The biological activities of the natural products tested are associated with dermo-cosmetic applications as we tested effects towards constitutive cells of the skin through topical treatments. The in vitro biological tests allowed for demonstrating the effect of the skin treatment with purple loosestrife extract or one of its molecules at different scales. We monitored the effects from gene expression to skin morphology using normal human epidermal keratinocytes, reconstructed human epidermis, and full thickness reconstructed skin.
In the presence of the extract, the expression of markers of differentiation within monolayers of keratinocytes, and RHE was important. These components participate to the structuration of the cornified layer, which is essential for the skin to be protected and to maintain homeostasis. The more differentiated the epidermis is, the better defined the stratum corneum
. This specific and outermost layer of the skin forms a skin barrier function. Not only is skin the largest organ of the human body [13
], but it also has to maintain its protecting function against external aggressions. The extract was able to counteract the starving effect of a depleted medium during the development of FTSK. Skins that were treated with the extract were well structured and their morphologies were comparable to normal skins.
Vescalagin was able to generate the same effects as the extract. This molecule was able to strongly impact the morphology of FTSK, as well as to lower the quantity of MMP in aged reconstructed skins. Thus, the chemo-marker also constitutes a biomarker of the extract.

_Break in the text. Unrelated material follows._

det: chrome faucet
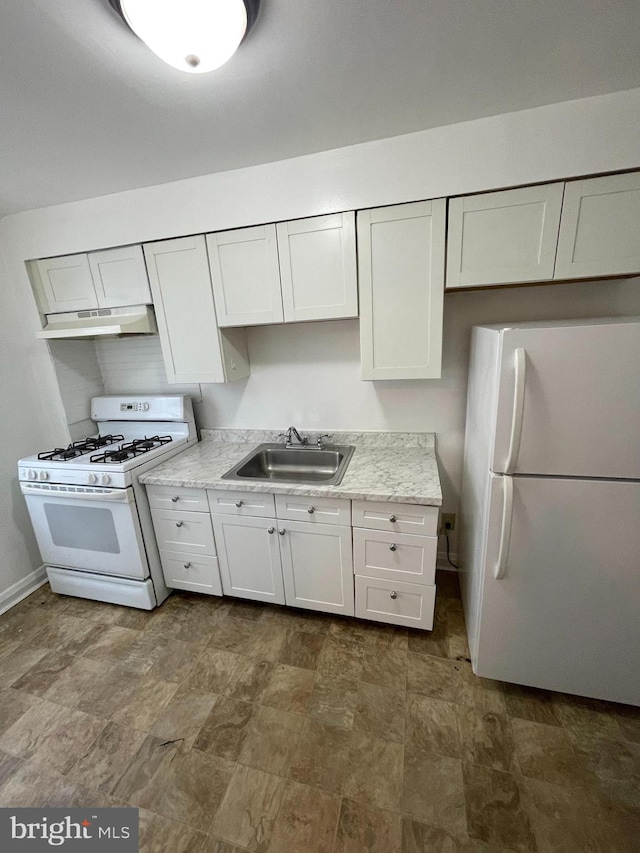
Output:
[280,427,309,447]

We demonstrated that the Lythrum salicaria extract could be used as an active ingredient with beneficial effects for the skin homeostasis with a pro-differentiating effect and a global protecting or reinforcement action. This effect was characterized by the generation of well-structured epidermis and by maintaining the skin protective functions for the body.
Lythrum salicaria L. may now be considered as a new great source of active ingredients with protecting and anti-aging effects for skin.